Whether you are training your legs for tone, mass or strength, squats are the single most productive exercise you can include in your workouts. Many variations for this exercise exist, and they can be performed with several types of resistance ranging from your body weight or resistance bands to heavy dumbbells and barbells loaded with hundreds of pounds. For those serious about training their legs, the two most popular variations of this exercise are the traditional barbell back squat and front squat.
Back Squat Movement
With a weight-loaded barbell resting across the back of your shoulders, stand with your feet shoulder-width apart and grasp the bar with both hands. Shift your weight into your heels and squat down until the tops of your thighs are just below the tops of your knees. Drive your heels downward into the floor and extend your legs until you are standing upright again. Keep your core braced and your back straight throughout the entire movement.
Back Squat Advantages
The back squat is the single greatest mass-building exercise, and it is a full-body compound movement. The quadriceps, hamstrings, gluteus muscles, erector spinae, gastrocnemius, soleus, adductor and abdominal muscles all are trained with this one exercise. Back squats can be performed with light weight for toning and definition or heavier weight for both mass-building and power-building goals. Regardless of an individual's fitness goals, back squats often are considered by athletes and trainers to be the quintessential leg exercise.
Front Squat Movement
Stand with a weight-loaded barbell resting across the tops of your anterior deltoids, or the front parts of your shoulders, in front of your neck, with your hands crossed in front of you and gripping the bar.
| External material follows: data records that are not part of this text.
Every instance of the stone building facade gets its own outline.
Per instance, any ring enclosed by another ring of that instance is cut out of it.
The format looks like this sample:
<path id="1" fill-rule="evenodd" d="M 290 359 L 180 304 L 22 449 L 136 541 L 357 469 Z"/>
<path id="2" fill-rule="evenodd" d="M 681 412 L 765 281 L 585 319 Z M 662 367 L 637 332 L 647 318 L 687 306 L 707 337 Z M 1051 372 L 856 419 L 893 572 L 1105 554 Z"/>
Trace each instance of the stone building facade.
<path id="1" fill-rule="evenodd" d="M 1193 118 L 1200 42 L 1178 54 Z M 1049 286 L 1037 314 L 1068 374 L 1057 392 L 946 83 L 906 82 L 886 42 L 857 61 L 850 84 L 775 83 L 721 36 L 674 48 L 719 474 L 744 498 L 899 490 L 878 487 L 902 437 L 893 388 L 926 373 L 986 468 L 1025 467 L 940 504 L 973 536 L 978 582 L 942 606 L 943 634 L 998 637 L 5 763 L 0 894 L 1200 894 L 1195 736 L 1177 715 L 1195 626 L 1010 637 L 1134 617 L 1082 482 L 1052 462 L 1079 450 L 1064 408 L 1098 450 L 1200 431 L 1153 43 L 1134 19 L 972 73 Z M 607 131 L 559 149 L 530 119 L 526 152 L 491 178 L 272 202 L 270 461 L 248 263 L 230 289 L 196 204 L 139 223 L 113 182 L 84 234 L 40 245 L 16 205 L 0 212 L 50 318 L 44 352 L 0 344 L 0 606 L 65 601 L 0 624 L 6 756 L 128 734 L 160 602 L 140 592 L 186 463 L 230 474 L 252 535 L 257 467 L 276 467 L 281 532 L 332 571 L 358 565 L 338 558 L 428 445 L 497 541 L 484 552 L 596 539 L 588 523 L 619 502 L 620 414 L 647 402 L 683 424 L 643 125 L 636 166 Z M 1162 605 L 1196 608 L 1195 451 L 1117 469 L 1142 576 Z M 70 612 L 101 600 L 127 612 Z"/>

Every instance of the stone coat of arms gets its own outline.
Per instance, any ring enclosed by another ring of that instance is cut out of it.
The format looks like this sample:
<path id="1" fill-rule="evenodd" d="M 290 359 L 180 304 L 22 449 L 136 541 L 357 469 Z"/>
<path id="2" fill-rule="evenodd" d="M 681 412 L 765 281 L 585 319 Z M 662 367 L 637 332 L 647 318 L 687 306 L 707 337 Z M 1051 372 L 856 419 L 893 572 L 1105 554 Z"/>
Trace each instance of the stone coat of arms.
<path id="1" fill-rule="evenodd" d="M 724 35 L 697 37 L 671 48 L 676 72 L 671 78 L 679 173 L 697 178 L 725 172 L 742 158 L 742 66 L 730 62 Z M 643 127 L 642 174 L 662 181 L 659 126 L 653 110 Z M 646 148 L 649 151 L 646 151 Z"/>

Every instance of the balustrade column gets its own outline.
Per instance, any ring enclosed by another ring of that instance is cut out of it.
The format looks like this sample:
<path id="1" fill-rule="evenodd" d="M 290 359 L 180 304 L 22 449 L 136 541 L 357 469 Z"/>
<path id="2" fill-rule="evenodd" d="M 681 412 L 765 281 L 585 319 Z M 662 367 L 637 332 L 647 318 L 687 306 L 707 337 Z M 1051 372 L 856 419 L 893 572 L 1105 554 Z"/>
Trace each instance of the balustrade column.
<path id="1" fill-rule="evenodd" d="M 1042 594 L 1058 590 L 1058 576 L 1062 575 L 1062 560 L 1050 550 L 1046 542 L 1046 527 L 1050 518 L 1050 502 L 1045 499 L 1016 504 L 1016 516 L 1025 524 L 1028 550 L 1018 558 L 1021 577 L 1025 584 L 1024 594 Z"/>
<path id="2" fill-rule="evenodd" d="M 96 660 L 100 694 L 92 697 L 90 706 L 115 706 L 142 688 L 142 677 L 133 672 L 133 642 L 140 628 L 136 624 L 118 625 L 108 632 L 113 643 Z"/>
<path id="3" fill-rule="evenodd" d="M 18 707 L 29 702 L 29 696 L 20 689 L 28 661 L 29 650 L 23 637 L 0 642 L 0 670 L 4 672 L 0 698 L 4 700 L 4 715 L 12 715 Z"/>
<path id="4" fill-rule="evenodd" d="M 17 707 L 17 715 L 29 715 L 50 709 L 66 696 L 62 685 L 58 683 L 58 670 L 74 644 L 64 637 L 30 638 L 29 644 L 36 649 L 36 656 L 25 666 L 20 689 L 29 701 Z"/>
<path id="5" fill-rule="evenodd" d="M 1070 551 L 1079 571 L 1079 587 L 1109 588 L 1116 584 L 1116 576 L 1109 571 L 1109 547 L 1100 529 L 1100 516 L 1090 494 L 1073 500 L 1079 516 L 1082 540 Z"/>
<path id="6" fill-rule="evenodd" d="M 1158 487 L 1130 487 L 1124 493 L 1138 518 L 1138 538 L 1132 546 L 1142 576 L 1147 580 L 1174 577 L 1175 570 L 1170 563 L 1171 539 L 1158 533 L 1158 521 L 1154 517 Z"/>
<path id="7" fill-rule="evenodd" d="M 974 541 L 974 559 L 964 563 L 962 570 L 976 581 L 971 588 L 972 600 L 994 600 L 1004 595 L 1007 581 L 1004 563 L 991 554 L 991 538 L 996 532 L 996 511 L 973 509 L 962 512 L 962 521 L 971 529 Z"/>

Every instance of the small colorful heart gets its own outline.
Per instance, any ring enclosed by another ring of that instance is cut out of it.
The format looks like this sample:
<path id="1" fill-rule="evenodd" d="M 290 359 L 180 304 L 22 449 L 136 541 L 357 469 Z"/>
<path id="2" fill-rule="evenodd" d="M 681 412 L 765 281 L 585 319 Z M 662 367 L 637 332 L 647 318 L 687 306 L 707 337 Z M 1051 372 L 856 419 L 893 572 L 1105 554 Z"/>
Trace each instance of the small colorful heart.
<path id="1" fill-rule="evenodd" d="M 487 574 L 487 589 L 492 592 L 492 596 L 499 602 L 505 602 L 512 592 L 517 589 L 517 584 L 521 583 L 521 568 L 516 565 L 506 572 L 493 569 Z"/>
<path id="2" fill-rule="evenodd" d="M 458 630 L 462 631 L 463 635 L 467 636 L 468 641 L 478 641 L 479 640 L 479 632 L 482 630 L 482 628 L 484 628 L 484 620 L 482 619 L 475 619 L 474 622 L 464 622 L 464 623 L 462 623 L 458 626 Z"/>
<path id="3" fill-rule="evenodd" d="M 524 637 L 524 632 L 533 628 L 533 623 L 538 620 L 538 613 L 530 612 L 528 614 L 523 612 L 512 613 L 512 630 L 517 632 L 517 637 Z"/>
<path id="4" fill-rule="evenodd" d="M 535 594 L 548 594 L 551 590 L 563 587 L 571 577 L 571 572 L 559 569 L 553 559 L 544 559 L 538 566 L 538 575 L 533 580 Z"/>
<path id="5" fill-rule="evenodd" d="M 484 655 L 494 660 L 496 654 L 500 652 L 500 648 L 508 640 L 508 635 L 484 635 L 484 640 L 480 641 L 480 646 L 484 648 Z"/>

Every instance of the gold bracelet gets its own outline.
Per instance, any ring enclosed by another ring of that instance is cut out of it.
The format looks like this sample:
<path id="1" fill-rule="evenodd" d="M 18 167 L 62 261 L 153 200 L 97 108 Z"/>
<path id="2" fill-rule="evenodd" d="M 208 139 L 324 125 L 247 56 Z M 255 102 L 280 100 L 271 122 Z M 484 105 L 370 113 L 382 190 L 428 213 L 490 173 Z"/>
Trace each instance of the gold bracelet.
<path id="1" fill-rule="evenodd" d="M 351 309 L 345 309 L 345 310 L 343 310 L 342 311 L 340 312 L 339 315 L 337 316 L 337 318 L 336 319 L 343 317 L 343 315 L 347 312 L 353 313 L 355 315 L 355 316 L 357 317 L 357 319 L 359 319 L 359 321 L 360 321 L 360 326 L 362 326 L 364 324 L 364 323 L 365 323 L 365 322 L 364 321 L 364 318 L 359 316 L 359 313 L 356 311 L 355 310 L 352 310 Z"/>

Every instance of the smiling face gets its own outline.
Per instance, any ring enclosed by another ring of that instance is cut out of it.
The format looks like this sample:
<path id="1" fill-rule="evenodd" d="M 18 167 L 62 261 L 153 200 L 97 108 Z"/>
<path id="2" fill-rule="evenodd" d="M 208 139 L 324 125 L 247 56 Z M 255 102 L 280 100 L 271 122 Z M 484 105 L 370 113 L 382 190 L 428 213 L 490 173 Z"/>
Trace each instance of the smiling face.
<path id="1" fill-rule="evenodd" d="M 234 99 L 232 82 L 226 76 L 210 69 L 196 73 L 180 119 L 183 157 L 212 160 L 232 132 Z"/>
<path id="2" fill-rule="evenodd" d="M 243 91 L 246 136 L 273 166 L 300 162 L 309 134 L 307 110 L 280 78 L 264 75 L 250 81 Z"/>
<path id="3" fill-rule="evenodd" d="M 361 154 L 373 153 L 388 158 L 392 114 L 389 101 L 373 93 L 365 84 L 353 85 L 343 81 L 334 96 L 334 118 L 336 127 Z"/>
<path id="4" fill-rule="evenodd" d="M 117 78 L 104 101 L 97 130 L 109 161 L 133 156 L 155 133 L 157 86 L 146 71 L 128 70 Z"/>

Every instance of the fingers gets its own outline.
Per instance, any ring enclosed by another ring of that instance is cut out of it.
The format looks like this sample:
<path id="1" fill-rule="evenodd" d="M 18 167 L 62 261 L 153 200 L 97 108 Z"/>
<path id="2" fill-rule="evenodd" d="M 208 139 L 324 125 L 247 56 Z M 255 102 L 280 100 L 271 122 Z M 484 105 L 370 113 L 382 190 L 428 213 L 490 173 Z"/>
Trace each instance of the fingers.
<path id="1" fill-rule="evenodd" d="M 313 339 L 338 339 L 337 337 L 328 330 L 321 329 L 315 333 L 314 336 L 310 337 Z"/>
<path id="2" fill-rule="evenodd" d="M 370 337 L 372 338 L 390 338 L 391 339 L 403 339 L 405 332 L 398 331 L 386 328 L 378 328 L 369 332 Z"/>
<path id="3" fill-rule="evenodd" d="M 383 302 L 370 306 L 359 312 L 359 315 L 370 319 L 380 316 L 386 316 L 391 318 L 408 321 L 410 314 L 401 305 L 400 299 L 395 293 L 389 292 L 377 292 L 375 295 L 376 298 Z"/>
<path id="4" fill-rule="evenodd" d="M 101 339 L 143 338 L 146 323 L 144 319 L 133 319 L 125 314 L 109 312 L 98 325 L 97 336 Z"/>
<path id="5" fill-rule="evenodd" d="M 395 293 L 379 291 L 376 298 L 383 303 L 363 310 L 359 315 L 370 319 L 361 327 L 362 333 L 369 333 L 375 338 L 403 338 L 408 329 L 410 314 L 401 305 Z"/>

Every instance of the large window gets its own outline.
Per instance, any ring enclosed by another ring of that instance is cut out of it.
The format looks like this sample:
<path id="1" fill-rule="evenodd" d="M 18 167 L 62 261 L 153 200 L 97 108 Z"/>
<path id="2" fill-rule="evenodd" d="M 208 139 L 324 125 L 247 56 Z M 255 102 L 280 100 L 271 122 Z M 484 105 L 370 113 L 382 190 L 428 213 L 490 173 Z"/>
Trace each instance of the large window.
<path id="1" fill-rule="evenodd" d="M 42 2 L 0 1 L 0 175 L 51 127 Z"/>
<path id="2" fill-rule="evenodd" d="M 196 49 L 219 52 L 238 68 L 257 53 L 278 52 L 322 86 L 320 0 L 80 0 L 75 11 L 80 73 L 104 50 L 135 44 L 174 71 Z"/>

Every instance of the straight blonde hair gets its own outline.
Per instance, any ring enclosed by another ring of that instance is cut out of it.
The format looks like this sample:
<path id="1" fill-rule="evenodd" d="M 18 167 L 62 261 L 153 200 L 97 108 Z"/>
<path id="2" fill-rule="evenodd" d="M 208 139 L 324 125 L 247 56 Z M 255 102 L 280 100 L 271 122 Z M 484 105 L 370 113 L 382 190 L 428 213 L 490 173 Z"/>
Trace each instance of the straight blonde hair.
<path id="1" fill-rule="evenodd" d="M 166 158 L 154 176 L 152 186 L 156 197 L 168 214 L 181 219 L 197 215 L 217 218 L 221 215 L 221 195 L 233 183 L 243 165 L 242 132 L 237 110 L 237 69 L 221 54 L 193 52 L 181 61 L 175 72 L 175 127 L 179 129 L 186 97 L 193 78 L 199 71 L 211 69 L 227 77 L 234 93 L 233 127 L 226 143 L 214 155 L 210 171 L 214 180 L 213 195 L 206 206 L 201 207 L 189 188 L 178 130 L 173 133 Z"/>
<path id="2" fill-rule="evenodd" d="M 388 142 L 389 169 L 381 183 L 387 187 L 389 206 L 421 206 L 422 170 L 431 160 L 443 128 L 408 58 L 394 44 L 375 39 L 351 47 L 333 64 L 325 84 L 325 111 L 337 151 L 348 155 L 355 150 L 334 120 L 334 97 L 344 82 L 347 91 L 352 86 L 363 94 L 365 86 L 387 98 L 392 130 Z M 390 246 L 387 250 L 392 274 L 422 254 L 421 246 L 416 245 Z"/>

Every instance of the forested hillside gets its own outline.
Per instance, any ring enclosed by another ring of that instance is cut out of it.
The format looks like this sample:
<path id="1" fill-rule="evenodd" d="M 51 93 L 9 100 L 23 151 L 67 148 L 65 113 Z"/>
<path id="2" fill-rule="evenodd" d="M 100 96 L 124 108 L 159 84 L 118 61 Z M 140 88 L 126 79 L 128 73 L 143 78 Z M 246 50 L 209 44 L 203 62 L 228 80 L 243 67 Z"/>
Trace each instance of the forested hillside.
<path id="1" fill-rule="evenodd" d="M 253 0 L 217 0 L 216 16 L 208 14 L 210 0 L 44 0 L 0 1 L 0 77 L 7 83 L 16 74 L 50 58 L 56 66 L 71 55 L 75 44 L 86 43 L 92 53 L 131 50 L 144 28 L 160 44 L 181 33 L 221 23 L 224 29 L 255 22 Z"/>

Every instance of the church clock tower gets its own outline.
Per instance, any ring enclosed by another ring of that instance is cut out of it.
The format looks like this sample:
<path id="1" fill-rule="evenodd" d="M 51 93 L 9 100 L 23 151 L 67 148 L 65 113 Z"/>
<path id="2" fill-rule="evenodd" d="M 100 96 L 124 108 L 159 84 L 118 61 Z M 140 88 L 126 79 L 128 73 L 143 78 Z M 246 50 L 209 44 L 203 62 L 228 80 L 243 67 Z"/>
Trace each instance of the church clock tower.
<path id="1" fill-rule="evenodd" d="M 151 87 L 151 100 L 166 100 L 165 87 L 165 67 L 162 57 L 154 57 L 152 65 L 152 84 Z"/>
In this position, your elbows should be pointing directly in front of you. Your feet should be shoulder-width apart. Keeping your core braced and your back vertical, squat down until the tops of your thighs are just below the tops of your knees. Extend your legs and stand up, returning to the starting position.
Front Squat Advantages
While front squats do not target the hamstrings and gluteus muscles as directly as back squats, they do focus the training on all three heads of the quadriceps. For this reason, many strength athletes perform front squats as an auxiliary exercise. Another advantage of the front squat is that, since the barbell is supported in front of the neck, the torso remains more vertical, placing less stress on the lower back. However, some athletes feel that supporting the barbell on the front of the shoulders is either uncomfortable or even painful.